In association with her husband Mohandas Karamchand Gandhi, Kasturba Gandhi was a political activist fighting for civil rights and Indian independence from the British.
When her husband left to study in London in 1888, she remained in India .After Gandhi moved to South Africa to practice law, she travelled to South Africa in 1897.
During the 1913 protest against working conditions for Indians in South Africa, Kasturba was arrested and sentenced to three months in a hard labour prison. Later, in India, she sometimes took her husband’s place when he was under arrest.
In 1915, when Gandhi returned to India to support indigo planters, Kasturba accompanied him. She taught hygiene, discipline, health, reading, and writing
Sophia Magdalena Scholl (9 May 1921 – 22 February 1943) was a German student and Christian anti-Nazi political activist, active within the White Rose non-violent resistance group in Nazi Germany.
She was convicted of high treason after she was found distributing anti-war leaflets at the University of Munich (LMU) with her brother. As a result, they were both executed by guillotine. Since the 1970s, Scholl has been extensively commemorated for her anti-Nazi resistance work.
She was the daughter of the liberal politician Robert Scholl, an ardent critic of the Nazis.
In the People’s Court before Judge Roland Freisler on 22 February 1943, Scholl was recorded as saying these words:
Somebody, after all, had to make a start. What we wrote and said is also believed by many others. They just don’t dare express themselves as we did.
Her last words were: How can we expect righteousness to prevail when there is hardly anyone willing to give himself up individually to a righteous cause. Such a fine, sunny day, and I have to go, but what does my death matter, if through us, thousands of people are awakened and stirred to action?
Thillaiyadi Valliammai (22 February 1898 – 22 February 1914) was a South African Tamil woman who worked with Mahatma Gandhi in her early years when she developed her nonviolent methods in South Africa fighting its apartheid regime.
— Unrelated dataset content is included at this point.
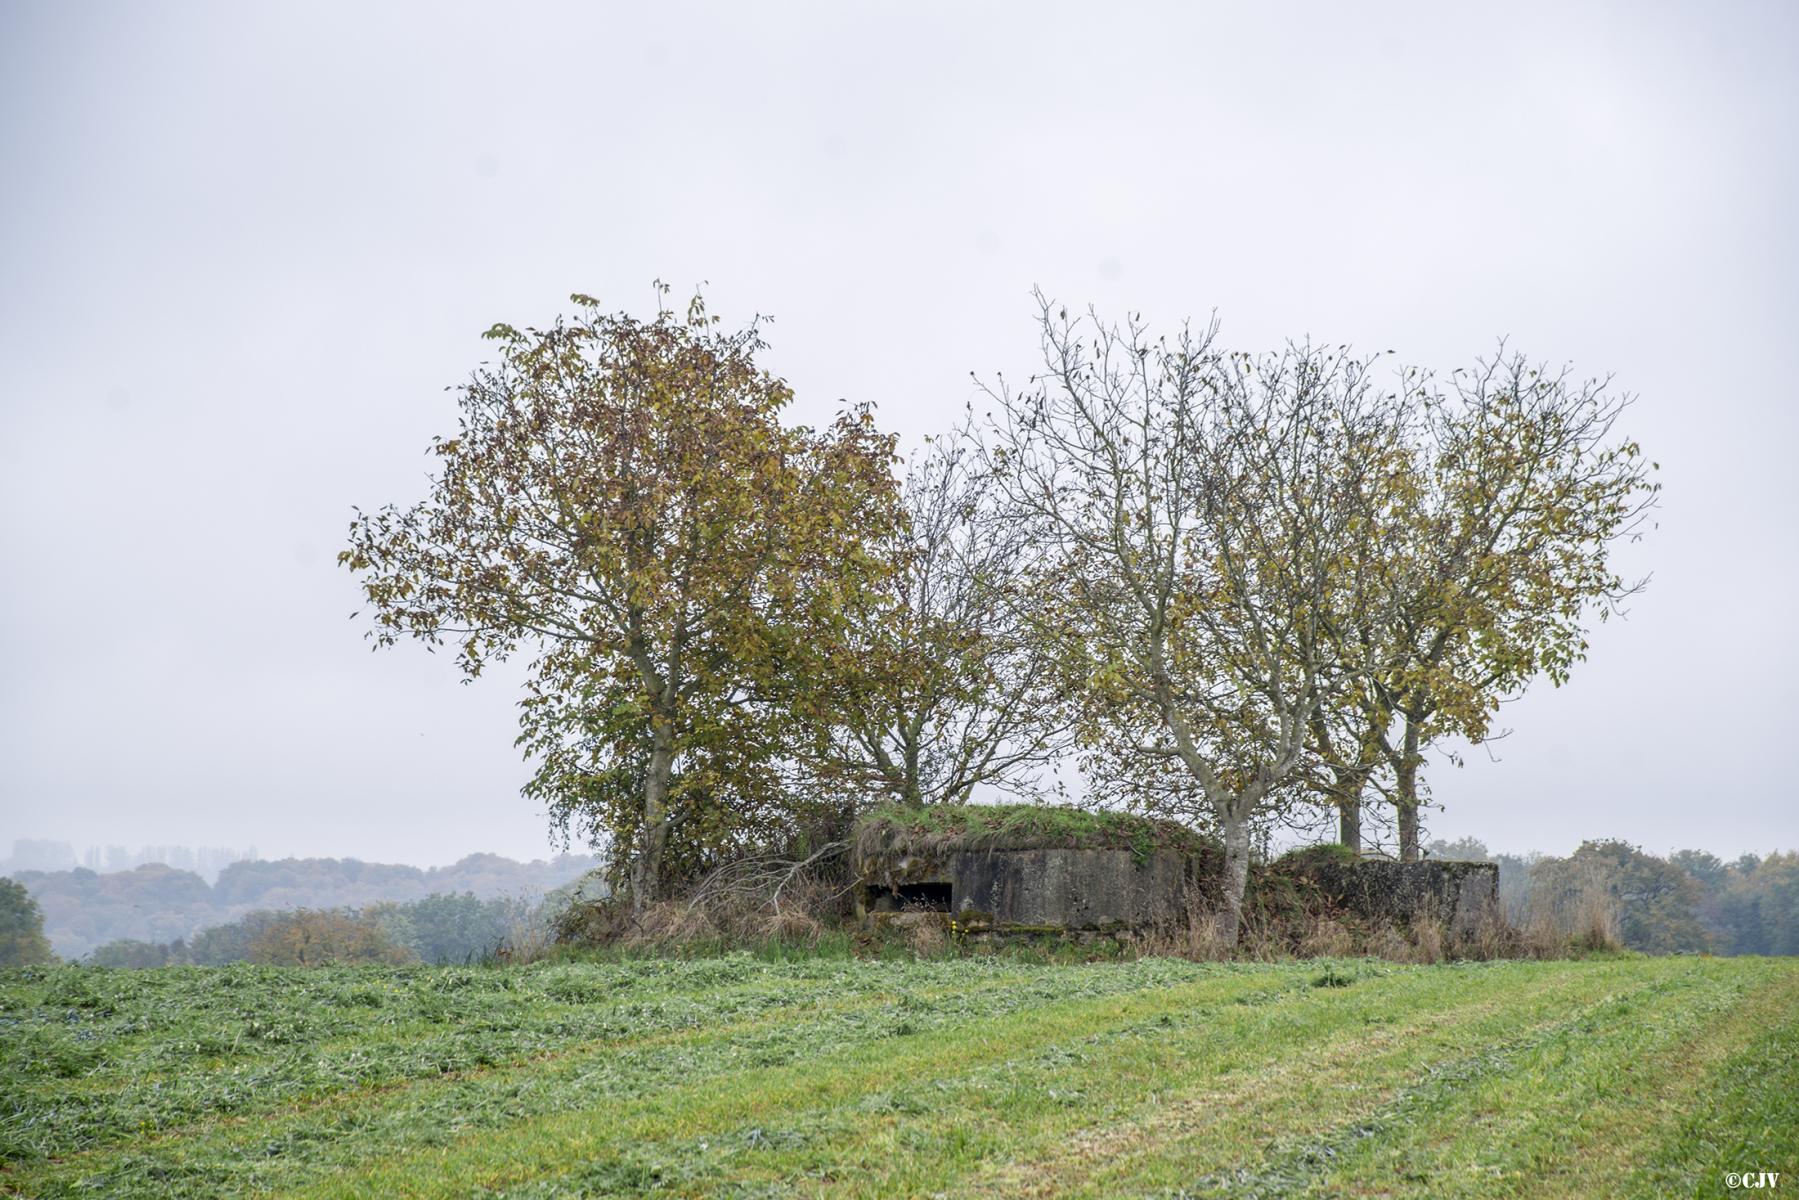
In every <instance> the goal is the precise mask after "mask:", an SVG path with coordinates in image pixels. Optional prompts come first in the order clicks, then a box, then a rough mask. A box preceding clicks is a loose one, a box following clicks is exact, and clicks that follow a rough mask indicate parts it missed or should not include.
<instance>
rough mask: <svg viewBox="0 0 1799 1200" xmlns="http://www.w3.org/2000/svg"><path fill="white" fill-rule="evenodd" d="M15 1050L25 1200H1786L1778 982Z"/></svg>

She was born to a young immigrant couple from a small village in India. Valliammai had never been to India. She grew in an environment that was rather hostile to Indians. But the young child did not even know that it was not right to be segregated so, until she was in her early teens.
After she and her family explained the inequity of the three pound tax to the workers and persuade them to strike they were sentenced to three months with hard labour, and sent to the prison. Valliamma fell ill soon after her conviction, but refused an offer of early release by the prison authorities. She died shortly after release, on 22 February 1914.
Gandhi wrote: “Valliamma R. Munuswami Mudaliar was a young girl only sixteen years of age. She was confined to bed when I saw her.
‘Valliamma, you do not repent of your having gone to jail?’ I asked.
‘Repent? I am even now ready to go to jail again if I am arrested,’ said Valliamma.
“But what if it results in your death?’ I pursued.
‘I do not mind it. Who would not love to die for one’s motherland?’ was the reply.